ASUHAN KEPERAWTAN
PADA KLIEN DENGAN PPOM
(Oleh Iwan, S.Kp)
Asma
Pengertian
Asma adalah suatu penyakit dengan ciri meningkatnya respon trakea dan
bronkhus terhadap berbagai rangsangan dengan manifestasi adanya penyempitan
jalan nafas yang luas dan derajatnya dapat berubah-ubah secara spontan maupun
sebagai hasil pengobatan (Soeparman, 1990 dikutip dari The American Thoracic
Society, 1962).
Menurut Sylvia Anderson (1995 : 149) asma adalah keadaan klinis yang
ditandai oleh masa penyempitan bronkus yang reversibel, dipisahkan oleh masa di
mana ventilasi jalan nafas terhadap berbagai rangsang.
Asma adalah suatu inflamasi kronis saluran nafas yang melibatkan sel
eosinofil, sel mast, sel netrofil, limfosit dan makrofag yang ditandai dengan
wheezing, sesak nafas kumat-kumatan, batuk, dada terasa tertekan dapat pulih
kembali dengan atau tanpa pengobatan (Cris Sindair, 1990 : 94)
Samsuridjal dan Bharata Widjaja (1994) menjelaskan asma adalah suatu
penyakit peradangan (inflamasi) saluran nafas terhadap rangsangan atau hiper
reaksi bronkus. Sifat peradangan pada asma khas yaitu tanda-tanda peradangan
saluran nafas disertai infliltrasi sel eosinofil.

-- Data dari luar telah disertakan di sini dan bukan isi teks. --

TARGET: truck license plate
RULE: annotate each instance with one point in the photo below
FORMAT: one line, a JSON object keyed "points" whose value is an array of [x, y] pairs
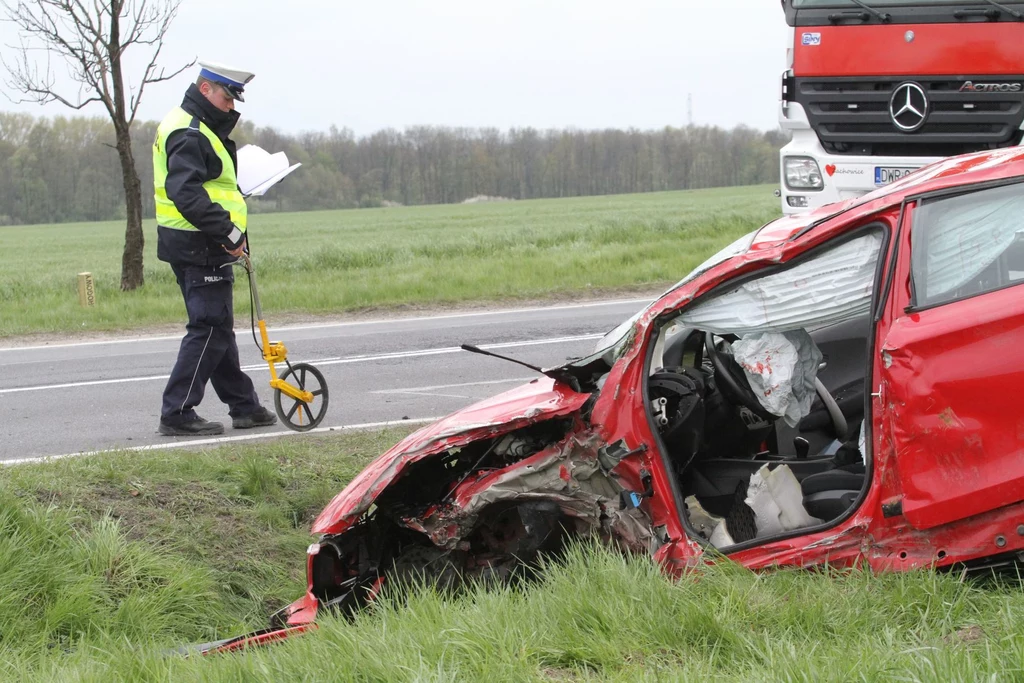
{"points": [[886, 174]]}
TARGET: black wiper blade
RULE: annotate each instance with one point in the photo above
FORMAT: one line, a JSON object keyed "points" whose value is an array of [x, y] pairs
{"points": [[557, 374], [884, 17], [990, 13]]}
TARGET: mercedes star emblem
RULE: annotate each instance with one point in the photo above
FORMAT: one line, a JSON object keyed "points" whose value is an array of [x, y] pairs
{"points": [[908, 107]]}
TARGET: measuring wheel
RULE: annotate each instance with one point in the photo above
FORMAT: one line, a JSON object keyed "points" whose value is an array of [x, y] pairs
{"points": [[299, 415]]}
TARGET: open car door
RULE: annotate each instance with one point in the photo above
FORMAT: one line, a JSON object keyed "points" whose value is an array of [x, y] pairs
{"points": [[952, 378]]}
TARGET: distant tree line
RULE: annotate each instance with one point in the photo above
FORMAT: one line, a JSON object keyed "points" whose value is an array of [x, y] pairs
{"points": [[67, 169]]}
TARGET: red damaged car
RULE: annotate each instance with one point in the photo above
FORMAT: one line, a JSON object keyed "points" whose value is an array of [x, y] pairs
{"points": [[845, 386]]}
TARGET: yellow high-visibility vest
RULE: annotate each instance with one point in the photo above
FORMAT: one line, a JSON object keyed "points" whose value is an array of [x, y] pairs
{"points": [[223, 189]]}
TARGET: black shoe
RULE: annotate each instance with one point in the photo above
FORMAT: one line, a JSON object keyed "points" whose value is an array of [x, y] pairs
{"points": [[197, 427], [260, 418]]}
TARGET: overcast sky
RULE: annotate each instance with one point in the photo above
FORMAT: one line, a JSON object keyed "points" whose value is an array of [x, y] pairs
{"points": [[553, 63]]}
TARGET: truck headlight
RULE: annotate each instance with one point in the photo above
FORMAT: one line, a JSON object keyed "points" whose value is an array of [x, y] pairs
{"points": [[802, 173]]}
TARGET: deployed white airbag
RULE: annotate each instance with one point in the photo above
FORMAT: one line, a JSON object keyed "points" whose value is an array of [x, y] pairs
{"points": [[777, 502], [780, 368], [830, 287]]}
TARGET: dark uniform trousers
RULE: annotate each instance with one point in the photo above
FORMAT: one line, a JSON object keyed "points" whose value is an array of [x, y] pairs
{"points": [[208, 351]]}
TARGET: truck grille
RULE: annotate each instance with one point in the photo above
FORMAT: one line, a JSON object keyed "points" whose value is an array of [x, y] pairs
{"points": [[851, 115]]}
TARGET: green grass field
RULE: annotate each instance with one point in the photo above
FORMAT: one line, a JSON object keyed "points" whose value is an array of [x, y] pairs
{"points": [[335, 261], [107, 562]]}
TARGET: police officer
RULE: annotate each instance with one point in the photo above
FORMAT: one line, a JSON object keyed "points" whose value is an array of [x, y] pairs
{"points": [[201, 217]]}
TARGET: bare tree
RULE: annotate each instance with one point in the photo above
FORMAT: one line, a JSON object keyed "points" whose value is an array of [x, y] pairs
{"points": [[91, 37]]}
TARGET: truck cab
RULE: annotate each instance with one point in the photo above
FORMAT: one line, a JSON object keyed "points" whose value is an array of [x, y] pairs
{"points": [[876, 89]]}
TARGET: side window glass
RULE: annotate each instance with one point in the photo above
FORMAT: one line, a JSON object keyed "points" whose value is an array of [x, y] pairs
{"points": [[968, 245]]}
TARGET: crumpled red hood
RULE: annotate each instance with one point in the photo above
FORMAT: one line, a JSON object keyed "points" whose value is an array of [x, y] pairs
{"points": [[541, 399]]}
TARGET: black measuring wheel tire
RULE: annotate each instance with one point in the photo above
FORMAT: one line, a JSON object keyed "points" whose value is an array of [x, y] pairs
{"points": [[295, 414]]}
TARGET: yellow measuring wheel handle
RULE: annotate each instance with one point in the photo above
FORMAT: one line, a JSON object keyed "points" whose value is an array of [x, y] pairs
{"points": [[275, 352]]}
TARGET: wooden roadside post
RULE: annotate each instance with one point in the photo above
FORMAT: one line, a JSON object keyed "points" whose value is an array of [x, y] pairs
{"points": [[86, 290]]}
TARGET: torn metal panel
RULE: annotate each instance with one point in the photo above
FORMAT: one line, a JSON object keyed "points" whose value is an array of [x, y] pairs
{"points": [[539, 400]]}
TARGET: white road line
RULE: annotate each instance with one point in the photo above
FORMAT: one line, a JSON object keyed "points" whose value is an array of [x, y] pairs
{"points": [[216, 441], [454, 386], [325, 326], [321, 361]]}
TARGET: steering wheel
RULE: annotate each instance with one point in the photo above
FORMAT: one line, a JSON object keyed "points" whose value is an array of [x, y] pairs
{"points": [[730, 379], [733, 383]]}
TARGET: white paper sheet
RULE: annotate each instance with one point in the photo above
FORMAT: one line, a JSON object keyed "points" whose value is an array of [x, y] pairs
{"points": [[259, 170]]}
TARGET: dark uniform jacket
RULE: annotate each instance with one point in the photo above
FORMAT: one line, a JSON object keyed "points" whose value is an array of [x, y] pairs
{"points": [[190, 162]]}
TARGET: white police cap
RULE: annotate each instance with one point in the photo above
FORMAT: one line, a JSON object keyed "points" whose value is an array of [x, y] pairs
{"points": [[232, 79]]}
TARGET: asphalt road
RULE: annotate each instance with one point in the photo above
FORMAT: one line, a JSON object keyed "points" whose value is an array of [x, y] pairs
{"points": [[59, 399]]}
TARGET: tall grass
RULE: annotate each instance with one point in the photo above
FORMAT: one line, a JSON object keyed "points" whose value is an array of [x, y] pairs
{"points": [[109, 562], [332, 261], [598, 615]]}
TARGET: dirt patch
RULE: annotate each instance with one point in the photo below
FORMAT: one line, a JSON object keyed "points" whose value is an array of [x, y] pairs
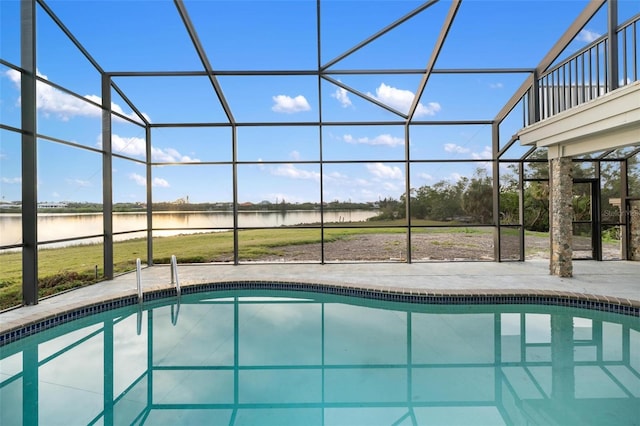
{"points": [[424, 247]]}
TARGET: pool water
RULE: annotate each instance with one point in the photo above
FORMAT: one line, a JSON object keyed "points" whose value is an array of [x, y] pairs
{"points": [[292, 358]]}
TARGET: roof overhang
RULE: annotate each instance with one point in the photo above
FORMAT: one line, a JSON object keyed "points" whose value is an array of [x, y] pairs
{"points": [[608, 122]]}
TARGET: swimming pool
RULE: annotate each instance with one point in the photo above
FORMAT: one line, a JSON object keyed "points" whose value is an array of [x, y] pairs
{"points": [[282, 357]]}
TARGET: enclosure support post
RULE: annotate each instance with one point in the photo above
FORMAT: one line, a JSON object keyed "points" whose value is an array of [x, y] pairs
{"points": [[561, 220], [29, 153], [149, 196], [107, 189], [495, 136], [612, 58]]}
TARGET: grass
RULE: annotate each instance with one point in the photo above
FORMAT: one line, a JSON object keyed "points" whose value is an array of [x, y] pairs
{"points": [[60, 269]]}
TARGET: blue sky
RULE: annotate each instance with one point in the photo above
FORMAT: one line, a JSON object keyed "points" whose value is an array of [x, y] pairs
{"points": [[266, 36]]}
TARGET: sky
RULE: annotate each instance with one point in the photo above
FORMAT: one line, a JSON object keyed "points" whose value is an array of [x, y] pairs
{"points": [[276, 162]]}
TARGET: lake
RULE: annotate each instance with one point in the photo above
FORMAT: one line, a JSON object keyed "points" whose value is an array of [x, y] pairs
{"points": [[56, 226]]}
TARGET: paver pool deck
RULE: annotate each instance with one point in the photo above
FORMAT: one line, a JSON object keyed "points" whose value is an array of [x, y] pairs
{"points": [[611, 281]]}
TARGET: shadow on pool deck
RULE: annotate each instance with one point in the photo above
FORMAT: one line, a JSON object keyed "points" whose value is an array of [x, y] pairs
{"points": [[619, 279]]}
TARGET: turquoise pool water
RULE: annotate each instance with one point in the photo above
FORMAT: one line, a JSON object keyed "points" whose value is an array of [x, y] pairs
{"points": [[292, 358]]}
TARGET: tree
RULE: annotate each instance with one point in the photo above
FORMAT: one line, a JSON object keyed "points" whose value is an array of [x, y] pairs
{"points": [[477, 200]]}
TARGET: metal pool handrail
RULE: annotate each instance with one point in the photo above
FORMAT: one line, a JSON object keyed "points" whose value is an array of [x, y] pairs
{"points": [[174, 273], [139, 279]]}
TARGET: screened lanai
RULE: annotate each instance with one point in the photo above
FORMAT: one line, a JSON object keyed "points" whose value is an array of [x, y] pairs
{"points": [[313, 132]]}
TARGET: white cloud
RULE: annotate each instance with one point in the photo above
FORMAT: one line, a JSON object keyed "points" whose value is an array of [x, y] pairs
{"points": [[342, 96], [291, 171], [401, 100], [452, 147], [455, 177], [16, 180], [587, 36], [136, 147], [385, 172], [384, 139], [160, 182], [289, 105], [142, 181], [138, 179], [294, 155], [52, 101]]}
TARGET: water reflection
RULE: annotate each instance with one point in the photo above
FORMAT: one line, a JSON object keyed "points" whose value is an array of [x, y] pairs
{"points": [[325, 360], [55, 226]]}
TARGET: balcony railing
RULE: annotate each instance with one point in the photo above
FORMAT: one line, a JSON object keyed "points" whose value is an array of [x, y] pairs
{"points": [[585, 75]]}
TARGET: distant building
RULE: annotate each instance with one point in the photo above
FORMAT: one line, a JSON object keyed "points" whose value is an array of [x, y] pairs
{"points": [[52, 205]]}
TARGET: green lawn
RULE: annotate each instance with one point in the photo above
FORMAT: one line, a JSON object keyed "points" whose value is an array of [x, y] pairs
{"points": [[64, 268]]}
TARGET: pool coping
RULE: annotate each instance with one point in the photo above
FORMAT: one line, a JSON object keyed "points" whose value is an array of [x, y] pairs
{"points": [[14, 330]]}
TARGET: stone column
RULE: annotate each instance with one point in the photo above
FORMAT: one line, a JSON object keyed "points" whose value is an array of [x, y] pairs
{"points": [[561, 220], [634, 230]]}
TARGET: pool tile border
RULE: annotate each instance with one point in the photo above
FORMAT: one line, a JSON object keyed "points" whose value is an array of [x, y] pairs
{"points": [[36, 323]]}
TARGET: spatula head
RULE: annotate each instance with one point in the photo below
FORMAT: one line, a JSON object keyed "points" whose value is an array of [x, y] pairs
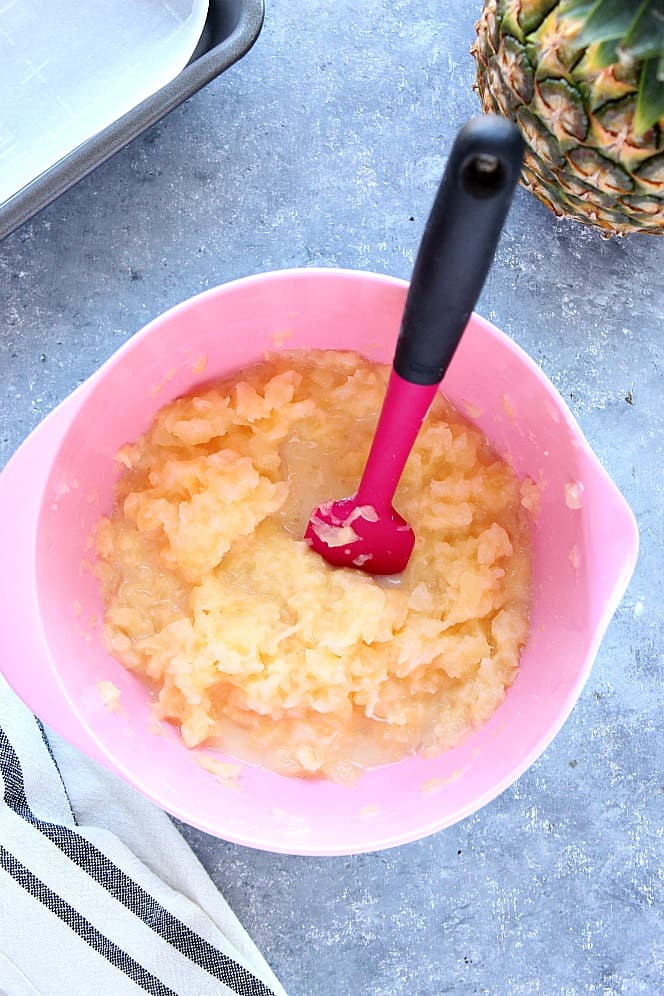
{"points": [[348, 533]]}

Asma merupakan suatu keadaan gangguan / kerusakan bronkus yang
ditandai dengan spasme bronkus yang reversibel (spasme dan kontriksi yang lama
pada jalan nafas) (Joyce M. Black, 1996 : 504).
Menurut Crocket (1997) asthma bronkiale didefinisikan sebagai penyakit
dari sistem pernafasan yang meliputi peradangan dari jalan nafas dengan gejala
bronkospasme yang reversibel.
IgE yang terbentuk akan segera diikat oleh mastosit yang ada dalam
jaringan dan basofil yang ada dalam sirkulasi. Hal ini dimungkinkan oleh
karena kedua sel tersebut pada permukaannya memiliki reseptor untuk IgE.
Sel eosinofil, makrofag dan trombosit juga memiliki reseptor untuk IgE tetapi
dengan afinitas yang lemah. Orang yang sudah memiliki sel-sel mastosit dan
basofil dengan IgE pada permukaan tersebut belumlah menunjukkan gejala.
Orang tersebut sudah dianggap desentisisasi atau baru menjadi rentan.
Bila orang yang sudah rentan itu terpapar kedua kali atau lebih dengan
alergen yang sama, alergen yang masuk tubuh akan diikat oleh IgE yang
sudah ada pada permukaan mastofit dan basofil. Ikatan tersebut akan
menimbulkan influk Ca++ ke dalam sel dan terjadi perubahan dalam sel yang
menurunkan kadar cAMP.
Kadar cAMP yang menurun itu akan menimbulkan degranulasi sel.
Dalam proses degranulasi sel ini yang pertama kali dikeluarkan adalah
mediator yang sudah terkandung dalam granul-granul (preformed) di dalam
sitoplasma yang mempunyai sifat biologik, yaitu histamin, Eosinophil
Chemotactic Factor-A (ECF-A), Neutrophil Chemotactic Factor (NCF),
trypase dan kinin. Efek yang segera terlihat oleh mediator tersebut ialah
obstruksi oleh histamin.
Hiperreaktifitas bronkus yaitu bronkus yang mudah sekali mengkerut
(konstriksi) bila terpapar dengan bahan / faktor dengan kadar yang rendah
yang pada kebanyakan orang tidak menimbulkan reaksi apa-apa, misalnya
alergen (inhalan, kontaktan), polusi, asap rokok / dapur, bau-bauan yang tajam
dan lainnya baik yang berupa iritan maupun yang bukan iritan. Dewasa ini
telah diketahui bahwa hiper rektifitas bronkus disebabkan oleh inflamasi
bronkus yang kronik. Sel-sel inflamasi terutama eosinofil ditemukan dalam
jumlah besar dalam cairan bilas bronkus pasien asthma bronkiale sebagai
bronkhitis kronik eosinofilik. Hiper reaktifitas berhubungan dengan derajad
berat penyakit. Di klinik adanya hiperreaktifitas bronkhus dapat dibuktikan
dengan uji provokasi yang menggunakan metakolin atau histamin.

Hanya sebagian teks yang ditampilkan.